Proctor, Gordon to be honored with 2009 faculty achievement awards

Enola K. Proctor, Ph.D., a pioneer in the field of mental health services research and the social work profession, and Jeffrey I. Gordon, M.D., whose groundbreaking studies have revealed the contributions of gut microbes to human health and disease, will receive Washington University’s 2009 faculty achievement awards, Chancellor Mark S. Wrighton announced.


Proctor, the Frank J. Bruno Professor of Social Work Research and associate dean for research, is the recipient of the Arthur Holly Compton Faculty Achievement Award, and Gordon, the Dr. Robert J. Glaser Distinguished University Professor and director of the Center for Genome Sciences, is the recipient of the Carl and Gerty Cori Faculty Achievement Award.

They will receive their awards and give presentations of their scholarly work during a ceremony in December.

“Professors Proctor and Gordon are outstanding selections for this important honor,” Wrighton said. “Both have made extraordinary contributions through their research, and each has excelled as a leader in their field and at Washington Uni-versity. I am proud of their accomplishments and pleased to see their colleagues recognize them with these awards.”

Proctor is recognized for her work in advancing the implementation of evidence-based practices in social service settings.

For more than a decade, she has led the Brown School’s Center for Mental Health Services Research (CMHSR). Continually funded by the National Institute for Mental Health (NIMH) since its inception in 1993, CMHSR collaborates with its partners to build a base of evidence designed to address the challenges of delivering mental health services to vulnerable populations. The center is the only one of its kind that is part of a social work school.

Proctor’s scholarship has significantly advanced the field of mental health services research. She is a national leader in the scientific study of the movement of health practices from clinical knowledge to practical applications, and her distinguished career is reflected in the more than 100 books and articles that she has published or co-published over the years.

Nationally, Proctor was appointed by the U.S. Department of Health and Human Services to serve on the National Advisory Mental Health Council of NIMH — the only social work researcher to receive this prestigious appointment.

Among her numerous awards are recognitions by the National Association of Social Workers and the Alliance for Mentally Ill.

Proctor joined the Brown School faculty in 1977. She currently serves as associate dean for research, leading the development of the school’s research excellence through the careful mentoring and support of faculty, the creation of a strong research infrastructure and relentless work to connect the scholarship of faculty to external support.

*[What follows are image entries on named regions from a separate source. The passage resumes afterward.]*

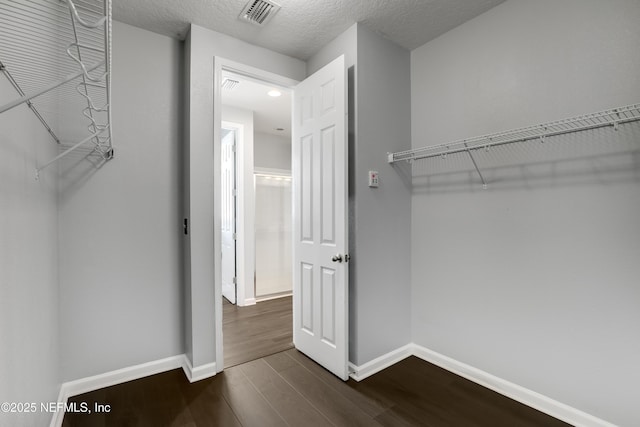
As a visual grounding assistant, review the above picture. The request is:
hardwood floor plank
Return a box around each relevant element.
[63,350,567,427]
[284,349,392,417]
[223,296,293,368]
[272,363,380,427]
[240,359,331,427]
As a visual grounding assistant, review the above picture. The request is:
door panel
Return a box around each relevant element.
[292,57,349,380]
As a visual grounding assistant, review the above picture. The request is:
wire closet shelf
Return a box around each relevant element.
[387,104,640,188]
[0,0,114,178]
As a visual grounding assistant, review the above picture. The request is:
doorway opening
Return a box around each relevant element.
[220,69,293,368]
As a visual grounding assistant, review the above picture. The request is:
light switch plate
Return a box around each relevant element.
[369,171,379,188]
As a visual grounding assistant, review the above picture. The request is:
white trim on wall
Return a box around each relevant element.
[50,354,186,427]
[349,343,615,427]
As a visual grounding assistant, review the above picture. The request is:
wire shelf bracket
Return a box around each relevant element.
[0,0,114,179]
[387,104,640,189]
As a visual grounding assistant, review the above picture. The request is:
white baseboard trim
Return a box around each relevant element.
[236,298,256,307]
[349,344,413,381]
[50,354,185,427]
[349,343,615,427]
[182,354,217,383]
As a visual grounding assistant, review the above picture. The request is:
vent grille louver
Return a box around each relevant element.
[239,0,280,26]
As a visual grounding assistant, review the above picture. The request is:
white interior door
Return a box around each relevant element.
[220,129,237,304]
[292,56,349,380]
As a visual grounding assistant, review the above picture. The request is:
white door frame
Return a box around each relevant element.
[211,56,298,372]
[221,120,245,306]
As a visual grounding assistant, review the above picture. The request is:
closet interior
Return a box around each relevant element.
[0,0,114,178]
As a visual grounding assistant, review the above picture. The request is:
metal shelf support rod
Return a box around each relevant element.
[0,61,104,113]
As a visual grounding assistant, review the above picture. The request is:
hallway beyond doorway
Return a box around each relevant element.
[222,296,293,368]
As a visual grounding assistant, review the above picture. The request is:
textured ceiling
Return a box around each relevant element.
[113,0,504,60]
[222,72,291,139]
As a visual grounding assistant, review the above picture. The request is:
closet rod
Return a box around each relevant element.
[36,128,106,179]
[0,61,60,144]
[0,61,105,113]
[387,104,640,168]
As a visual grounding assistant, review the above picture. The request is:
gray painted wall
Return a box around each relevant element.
[253,132,291,171]
[59,22,184,381]
[0,77,60,426]
[307,24,411,365]
[411,0,640,426]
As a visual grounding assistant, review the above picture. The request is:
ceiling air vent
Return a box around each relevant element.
[240,0,280,26]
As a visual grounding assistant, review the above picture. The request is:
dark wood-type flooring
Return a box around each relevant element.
[63,349,566,427]
[222,296,293,368]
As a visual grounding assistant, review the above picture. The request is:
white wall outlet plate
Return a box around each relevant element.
[369,171,379,188]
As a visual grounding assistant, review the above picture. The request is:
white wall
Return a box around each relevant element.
[411,0,640,426]
[184,25,305,370]
[307,24,411,365]
[59,22,184,381]
[0,76,60,426]
[253,132,291,171]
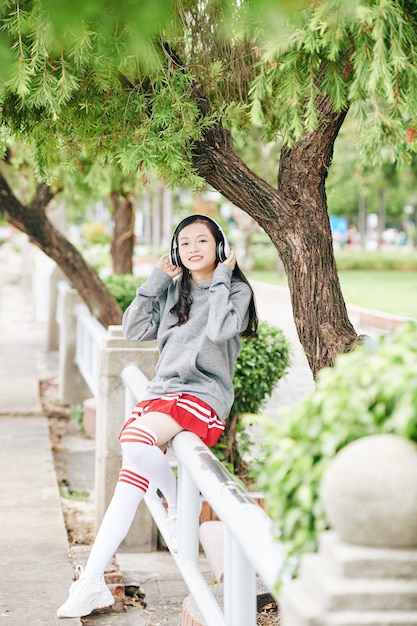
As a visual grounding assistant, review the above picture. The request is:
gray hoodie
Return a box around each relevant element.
[123,264,252,421]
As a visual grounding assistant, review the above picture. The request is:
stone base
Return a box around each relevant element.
[280,531,417,626]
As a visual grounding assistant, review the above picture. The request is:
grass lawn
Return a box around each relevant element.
[248,270,417,319]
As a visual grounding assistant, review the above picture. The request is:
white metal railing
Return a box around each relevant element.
[121,365,283,626]
[75,304,107,396]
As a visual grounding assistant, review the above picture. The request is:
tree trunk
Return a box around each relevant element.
[193,94,359,377]
[110,191,135,274]
[0,173,122,328]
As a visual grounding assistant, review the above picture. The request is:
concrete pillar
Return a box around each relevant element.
[280,434,417,626]
[57,282,91,405]
[95,326,158,552]
[46,265,64,351]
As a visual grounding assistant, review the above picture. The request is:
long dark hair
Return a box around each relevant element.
[170,215,258,337]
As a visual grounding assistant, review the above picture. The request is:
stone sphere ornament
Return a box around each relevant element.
[320,434,417,549]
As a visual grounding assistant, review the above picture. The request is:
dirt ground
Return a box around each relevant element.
[39,379,280,626]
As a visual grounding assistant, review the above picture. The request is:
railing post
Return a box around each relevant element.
[177,459,200,564]
[57,282,91,405]
[95,326,158,552]
[224,527,256,626]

A generous and committed teacher to both doctoral and master’s students, Proctor’s teaching focuses on research and evaluation methodology as well as social work in health and mental health-care settings. She also leads a pre- and postdoctoral training program, now in its 13th year with NIMH support.


Gordon is internationally recognized for establishing a link between obesity and the trillions of friendly microbes that live in the intestine.

He recently received a $5.5 million grant from the Bill & Melinda Gates Foundation to study whether those microbes may also contribute to severe malnutrition in infants who live in developing countries.

Additionally, Gordon’s research has helped launch a worldwide effort to use genomic and computational methods to characterize the microbes and microbial genes in the human body.

He earned a medical degree from the University of Chicago and completed his clinical training in internal medicine and gastroenterology at Barnes-Jewish Hospital and the School of Medicine and his research training at the National Institutes of Health.

Gordon joined the School of Medicine faculty in 1981. He served as head of the Department of Molecular Biology and Pharmacology from 1991-2004 before being named director of the newly created Center for Genome Sciences, part of the University’s BioMed21 initiative in translational medicine.

Throughout his career, Gordon has been an advocate for interdisciplinary science education. From 1994-2003, he was director of the University’s Division of Biology and Biomedical Sciences, which oversees all doctoral students in biomedical sciences.

As an avid supporter of the University’s educational mission, Gordon has mentored 100 doctoral, M.D./Ph.D. and post-doctoral students.

He is a member of the National Academy of Sciences, the American Academy of Arts and Sciences and the Institute of Medicine. A prolific scientist, Gordon has published 400 scientific papers and holds 23 U.S. patents.